The next generations of supercomputers will be powerful enough to analyze complex interactions, like those between the users of a social network or between the neurons in a human brain. But the match between a machine that works on the exascale (1018 operations per second) and a complex dataset on the petascale (1015 elements) presents multiple challenges and must be carefully orchestrated.
George Slota, a computer scientist at Rensselaer Polytechnic Institute, has been granted a prestigious National Science Foundation Faculty Early Career Development (CAREER) award to develop approaches to the problem.
“How do we best understand and get insight from this kind of data? To do that, we have to map the data to the hardware, with consideration of the algorithm itself,” said Slota, who has been awarded a $490,000 grant. “Each aspect is fairly challenging because of the complexity of the data and the complexity of modern hardware.”
Imagine a social network as large as Twitter or Facebook. In the world of data, each user can be described as a point or “node,” and each interaction between users is a line or “edge” between the nodes. There are nearly limitless attributes for a node – geographical location, age, favorite tree – and the number of edges that connect users are apt to be highly irregular given that some people have millions of connections and other just a handful. The collection of nodes and edges, called “graph structured data,” presents two problems to computer scientists in that the data set can be both massive and irregular.
“There isn’t any inherent kind of pattern or structure to a lot of these networks,” Slota said. “So it becomes computationally challenging to work with these data sets because you can’t make any assumptions about what’s going on under the hood without actually first studying what’s going on under the hood.”
With the grant, Slota will develop a “graph layout,” a high-quality and scalable means of partitioning, ordering, and storing the data given the data type, the relevant algorithms, and the hardware platform that will be used to analyze it.
Once the data is loaded in a way that makes sense, the second challenge is processing it. In many ways, these are similar problems.
Slota will work to map the data and the algorithmic analysis method to the equally complex and irregular architecture of the supercomputer, with its network of interconnected computers, processors, and multiple levels of memory.
And then, Slota said, “we want to bring it home,” by which he means producing scalable open-source software, software frameworks, and toolkits that will enable the broader scientific community to easily address these challenges as related to their specific dataset, analytical problem, and hardware.

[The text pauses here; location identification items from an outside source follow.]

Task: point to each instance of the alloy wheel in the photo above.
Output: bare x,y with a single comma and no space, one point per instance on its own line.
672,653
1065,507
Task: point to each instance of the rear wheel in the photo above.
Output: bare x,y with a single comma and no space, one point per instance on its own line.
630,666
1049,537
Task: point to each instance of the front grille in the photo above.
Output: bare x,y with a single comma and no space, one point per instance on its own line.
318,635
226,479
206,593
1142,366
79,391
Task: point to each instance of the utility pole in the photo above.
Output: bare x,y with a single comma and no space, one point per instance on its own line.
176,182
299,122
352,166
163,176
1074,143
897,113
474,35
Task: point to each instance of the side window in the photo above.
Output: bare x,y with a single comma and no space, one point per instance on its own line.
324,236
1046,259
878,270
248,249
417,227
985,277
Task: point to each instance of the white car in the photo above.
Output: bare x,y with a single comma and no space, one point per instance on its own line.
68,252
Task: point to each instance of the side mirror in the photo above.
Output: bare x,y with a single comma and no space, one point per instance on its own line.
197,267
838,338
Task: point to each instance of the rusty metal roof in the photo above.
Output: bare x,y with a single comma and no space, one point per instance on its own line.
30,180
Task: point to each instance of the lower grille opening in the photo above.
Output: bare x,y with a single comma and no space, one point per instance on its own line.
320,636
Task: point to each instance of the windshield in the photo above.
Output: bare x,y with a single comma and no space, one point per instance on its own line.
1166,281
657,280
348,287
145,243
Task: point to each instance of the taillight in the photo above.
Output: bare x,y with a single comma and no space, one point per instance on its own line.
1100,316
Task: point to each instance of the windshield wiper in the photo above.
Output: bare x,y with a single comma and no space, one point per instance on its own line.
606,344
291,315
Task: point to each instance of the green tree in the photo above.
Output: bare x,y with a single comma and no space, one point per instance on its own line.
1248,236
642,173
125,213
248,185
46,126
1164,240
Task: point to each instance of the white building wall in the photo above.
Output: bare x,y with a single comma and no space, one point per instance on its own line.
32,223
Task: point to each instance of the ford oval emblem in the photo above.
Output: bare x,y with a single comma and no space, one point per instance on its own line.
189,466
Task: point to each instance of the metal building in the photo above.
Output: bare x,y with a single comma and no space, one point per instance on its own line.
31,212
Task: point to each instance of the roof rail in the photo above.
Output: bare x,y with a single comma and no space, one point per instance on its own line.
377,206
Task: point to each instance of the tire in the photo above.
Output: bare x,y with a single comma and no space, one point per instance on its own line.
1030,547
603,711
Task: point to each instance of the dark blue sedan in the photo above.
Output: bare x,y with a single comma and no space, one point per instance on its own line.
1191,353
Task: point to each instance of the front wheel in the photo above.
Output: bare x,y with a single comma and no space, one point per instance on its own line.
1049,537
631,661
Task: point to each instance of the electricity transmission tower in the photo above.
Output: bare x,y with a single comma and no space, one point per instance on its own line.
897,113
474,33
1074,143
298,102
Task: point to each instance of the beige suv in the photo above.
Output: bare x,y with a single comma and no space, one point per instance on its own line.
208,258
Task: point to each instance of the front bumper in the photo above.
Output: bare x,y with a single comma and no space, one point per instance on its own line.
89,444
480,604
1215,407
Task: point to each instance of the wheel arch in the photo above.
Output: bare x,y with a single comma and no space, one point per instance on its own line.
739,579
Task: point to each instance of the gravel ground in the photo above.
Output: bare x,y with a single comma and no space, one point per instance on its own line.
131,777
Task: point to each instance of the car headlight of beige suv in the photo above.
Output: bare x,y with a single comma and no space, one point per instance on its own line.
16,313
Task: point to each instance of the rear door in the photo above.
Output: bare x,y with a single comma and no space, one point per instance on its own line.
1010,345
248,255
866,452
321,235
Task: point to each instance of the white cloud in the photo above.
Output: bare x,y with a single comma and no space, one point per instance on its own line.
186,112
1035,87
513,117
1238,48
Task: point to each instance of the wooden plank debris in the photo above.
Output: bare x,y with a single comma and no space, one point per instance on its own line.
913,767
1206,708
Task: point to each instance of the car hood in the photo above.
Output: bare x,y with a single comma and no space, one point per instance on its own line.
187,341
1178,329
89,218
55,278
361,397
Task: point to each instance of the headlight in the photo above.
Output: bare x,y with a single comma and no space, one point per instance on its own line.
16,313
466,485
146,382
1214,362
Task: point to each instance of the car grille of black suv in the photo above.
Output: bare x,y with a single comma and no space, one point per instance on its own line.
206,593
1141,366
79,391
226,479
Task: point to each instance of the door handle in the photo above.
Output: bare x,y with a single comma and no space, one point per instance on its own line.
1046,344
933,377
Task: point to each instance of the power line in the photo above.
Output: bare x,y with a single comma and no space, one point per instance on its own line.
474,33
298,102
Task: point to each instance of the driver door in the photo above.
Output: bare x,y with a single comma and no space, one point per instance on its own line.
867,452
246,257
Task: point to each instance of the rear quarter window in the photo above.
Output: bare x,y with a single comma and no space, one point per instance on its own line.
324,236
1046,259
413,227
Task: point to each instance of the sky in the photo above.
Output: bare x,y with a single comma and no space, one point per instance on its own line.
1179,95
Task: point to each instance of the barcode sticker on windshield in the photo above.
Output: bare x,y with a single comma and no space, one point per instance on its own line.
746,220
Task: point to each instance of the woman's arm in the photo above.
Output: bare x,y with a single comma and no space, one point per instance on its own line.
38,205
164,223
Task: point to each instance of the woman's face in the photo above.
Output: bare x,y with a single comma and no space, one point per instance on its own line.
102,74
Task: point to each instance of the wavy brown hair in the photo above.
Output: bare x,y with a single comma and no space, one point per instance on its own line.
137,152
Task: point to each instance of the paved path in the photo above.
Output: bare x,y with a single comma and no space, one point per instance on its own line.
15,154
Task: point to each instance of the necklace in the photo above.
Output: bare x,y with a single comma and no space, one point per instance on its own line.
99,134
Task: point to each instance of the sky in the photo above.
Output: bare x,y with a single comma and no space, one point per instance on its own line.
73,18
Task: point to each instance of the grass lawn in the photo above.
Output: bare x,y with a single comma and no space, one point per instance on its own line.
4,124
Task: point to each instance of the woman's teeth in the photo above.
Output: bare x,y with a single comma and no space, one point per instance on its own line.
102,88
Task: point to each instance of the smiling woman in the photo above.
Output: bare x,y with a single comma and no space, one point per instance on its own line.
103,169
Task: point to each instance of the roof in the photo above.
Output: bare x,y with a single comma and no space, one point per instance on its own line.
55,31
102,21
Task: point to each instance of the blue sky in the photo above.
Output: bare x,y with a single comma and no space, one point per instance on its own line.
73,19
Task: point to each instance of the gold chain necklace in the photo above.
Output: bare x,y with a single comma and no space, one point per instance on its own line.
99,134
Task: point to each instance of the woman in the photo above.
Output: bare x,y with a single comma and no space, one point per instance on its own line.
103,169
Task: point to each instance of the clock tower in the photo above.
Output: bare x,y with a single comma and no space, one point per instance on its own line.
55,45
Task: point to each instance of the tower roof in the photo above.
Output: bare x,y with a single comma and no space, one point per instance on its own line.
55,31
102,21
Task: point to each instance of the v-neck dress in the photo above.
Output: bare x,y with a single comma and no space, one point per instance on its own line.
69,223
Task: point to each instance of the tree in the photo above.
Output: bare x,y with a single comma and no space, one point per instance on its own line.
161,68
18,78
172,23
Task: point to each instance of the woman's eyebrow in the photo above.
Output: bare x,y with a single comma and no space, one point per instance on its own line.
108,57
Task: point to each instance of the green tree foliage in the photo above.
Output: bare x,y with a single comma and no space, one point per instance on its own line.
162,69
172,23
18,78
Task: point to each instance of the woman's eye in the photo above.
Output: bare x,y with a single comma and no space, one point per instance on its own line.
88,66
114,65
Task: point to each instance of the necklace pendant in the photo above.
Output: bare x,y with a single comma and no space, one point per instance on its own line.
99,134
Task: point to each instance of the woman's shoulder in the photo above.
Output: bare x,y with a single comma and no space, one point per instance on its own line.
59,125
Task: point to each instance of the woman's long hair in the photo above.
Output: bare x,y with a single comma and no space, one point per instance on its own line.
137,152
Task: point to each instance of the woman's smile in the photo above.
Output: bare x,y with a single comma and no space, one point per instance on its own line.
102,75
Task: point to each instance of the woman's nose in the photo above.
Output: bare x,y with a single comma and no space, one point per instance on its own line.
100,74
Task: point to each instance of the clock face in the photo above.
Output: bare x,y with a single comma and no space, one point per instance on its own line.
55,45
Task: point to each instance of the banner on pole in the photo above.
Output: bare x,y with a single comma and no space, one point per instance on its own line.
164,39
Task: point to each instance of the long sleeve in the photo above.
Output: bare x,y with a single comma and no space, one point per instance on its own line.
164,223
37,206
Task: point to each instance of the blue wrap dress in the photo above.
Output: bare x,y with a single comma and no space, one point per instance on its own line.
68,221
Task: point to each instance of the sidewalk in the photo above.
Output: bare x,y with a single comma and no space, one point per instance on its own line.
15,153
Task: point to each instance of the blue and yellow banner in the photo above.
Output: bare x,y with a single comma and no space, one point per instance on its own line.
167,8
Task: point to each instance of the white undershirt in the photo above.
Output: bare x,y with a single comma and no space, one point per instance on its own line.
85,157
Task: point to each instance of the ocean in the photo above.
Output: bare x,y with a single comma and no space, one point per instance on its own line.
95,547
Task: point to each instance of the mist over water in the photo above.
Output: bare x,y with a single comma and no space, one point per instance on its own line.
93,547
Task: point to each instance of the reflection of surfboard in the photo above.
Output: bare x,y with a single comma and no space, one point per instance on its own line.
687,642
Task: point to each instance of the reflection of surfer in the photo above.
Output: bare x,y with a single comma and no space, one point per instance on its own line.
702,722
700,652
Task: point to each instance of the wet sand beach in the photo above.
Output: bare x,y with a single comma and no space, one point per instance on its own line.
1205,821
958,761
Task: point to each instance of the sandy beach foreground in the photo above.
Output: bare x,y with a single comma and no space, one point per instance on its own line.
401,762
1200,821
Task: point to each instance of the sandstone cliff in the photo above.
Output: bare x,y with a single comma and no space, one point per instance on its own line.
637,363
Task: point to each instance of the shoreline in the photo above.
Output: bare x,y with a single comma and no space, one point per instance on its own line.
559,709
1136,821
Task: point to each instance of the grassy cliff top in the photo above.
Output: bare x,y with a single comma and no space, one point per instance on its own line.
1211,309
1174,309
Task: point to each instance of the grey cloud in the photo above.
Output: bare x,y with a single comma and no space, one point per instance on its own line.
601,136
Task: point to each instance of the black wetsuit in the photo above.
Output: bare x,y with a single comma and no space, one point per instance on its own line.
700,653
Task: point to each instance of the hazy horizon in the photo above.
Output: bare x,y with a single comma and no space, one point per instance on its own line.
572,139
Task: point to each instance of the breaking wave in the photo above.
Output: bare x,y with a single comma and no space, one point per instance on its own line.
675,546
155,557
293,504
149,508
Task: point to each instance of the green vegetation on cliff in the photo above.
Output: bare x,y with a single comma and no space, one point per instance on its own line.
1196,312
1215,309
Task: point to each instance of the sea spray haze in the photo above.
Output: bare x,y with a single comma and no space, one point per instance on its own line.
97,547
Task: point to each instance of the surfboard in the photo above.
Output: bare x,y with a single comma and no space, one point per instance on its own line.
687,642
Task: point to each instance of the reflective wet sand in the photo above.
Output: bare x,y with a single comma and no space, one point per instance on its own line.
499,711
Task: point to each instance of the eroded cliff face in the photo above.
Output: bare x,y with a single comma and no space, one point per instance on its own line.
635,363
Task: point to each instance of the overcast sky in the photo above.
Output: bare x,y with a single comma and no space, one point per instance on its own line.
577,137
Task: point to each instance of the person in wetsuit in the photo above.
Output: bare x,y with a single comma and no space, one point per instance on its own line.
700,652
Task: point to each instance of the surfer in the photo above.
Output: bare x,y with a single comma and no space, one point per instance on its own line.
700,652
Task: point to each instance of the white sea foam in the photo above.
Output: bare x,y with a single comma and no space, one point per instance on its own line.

“The ideal solution is a general purpose way that, given any arbitrary dataset, we can load it, process it, and solve some arbitrary problem that’s relevant to a biologist who’s studying the brain, or a physicist studying particle interactions, or whatever the application may be,” Slota said.
“A key challenge pacing data-driven scientific advancement is the ability to organize and extract meaning from massive datasets associated with many fields of present-day research. George’s work points the way towards new solutions to this critical data analysis bottleneck. This CAREER award recognizes his potential, as well as the importance of this research, and we congratulate him on this recognition,” said Curt Breneman, dean of the School of Science.